O’Sullivan v. Shaw
431 Mass. 201, 726 N.E.2d 951 (2000)
- O’Sullivan was swimming in Shaw’s pool. He attempted to dive head first into the shallow end and was injured. He sued Shaw for negligence.
- The pool was not marked, but O’Sullivan testified that he knew he was diving into the shallow end and knew he could be injured if he hit his head on the bottom.
- The Trial Court granted summary judgment to Shaw and dismissed the case. O’Sullivan appealed.
- The Trial Court found that diving into the shallow end is an “open and obvious danger” which was known to O’Sullivan. Therefore Shaw did not owe O’Sullivan a duty of care.
- The Appellate Court affirmed.
- The Appellate Court found that landowners are relieved of the duty to warn of open and obvious dangers on their premises because it is not reasonably foreseeable that a visitor exercising reasonable care for their safety would suffer injury from such blatant hazards.
- If the person was so dumb to hurt themselves on an obvious danger, then a warning from the landowner not to do it would probably not affect their decision.

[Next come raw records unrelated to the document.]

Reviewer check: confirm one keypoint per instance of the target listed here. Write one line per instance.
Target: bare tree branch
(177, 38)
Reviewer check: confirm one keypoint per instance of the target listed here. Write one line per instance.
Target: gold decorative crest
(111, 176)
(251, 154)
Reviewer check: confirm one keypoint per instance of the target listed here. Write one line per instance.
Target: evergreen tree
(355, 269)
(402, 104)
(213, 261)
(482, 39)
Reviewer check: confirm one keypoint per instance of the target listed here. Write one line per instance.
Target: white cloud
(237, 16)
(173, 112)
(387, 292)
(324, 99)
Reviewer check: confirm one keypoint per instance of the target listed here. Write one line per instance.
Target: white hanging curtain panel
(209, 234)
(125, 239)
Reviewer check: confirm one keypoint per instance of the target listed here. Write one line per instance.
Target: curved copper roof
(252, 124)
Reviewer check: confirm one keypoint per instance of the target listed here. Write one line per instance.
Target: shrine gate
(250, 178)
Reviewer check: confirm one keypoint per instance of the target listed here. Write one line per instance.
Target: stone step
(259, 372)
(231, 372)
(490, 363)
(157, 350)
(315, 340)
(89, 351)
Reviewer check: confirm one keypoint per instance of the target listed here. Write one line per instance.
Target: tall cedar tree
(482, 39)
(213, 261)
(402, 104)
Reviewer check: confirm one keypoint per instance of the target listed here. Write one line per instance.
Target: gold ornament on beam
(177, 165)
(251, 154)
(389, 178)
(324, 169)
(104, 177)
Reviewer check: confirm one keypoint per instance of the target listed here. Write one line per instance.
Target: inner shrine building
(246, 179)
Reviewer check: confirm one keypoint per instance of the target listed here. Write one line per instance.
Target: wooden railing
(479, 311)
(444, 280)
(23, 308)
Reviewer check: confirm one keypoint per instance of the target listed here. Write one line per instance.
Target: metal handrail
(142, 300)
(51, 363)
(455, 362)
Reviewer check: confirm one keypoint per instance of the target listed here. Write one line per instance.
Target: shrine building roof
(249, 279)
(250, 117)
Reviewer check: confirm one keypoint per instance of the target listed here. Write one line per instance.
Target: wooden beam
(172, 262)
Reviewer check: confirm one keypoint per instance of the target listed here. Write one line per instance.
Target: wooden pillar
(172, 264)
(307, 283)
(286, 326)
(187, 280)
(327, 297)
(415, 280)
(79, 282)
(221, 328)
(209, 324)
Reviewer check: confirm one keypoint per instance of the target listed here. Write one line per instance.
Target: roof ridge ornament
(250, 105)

- O’Sullivan unsuccessfully argued that the Trial Court had essentially allowed Shaw to use the defense of assumption of risk, which was abolished by the concept of comparative negligence. So instead of foreclosing all possibility of damages, the jury should instead to decide what percentage of the fault was O’Sullivan’s and what percentage was Shaw’s.
- However, the Court ruled that comparative negligence is only appropriate when the plaintiff voluntarily exposes themselves to a known danger caused by the defendant’s negligence. This case was not a matter of contributory negligence or assumed risk, it was instead a no duty rule. Since no harm was foreseeable, then there is no duty to warn.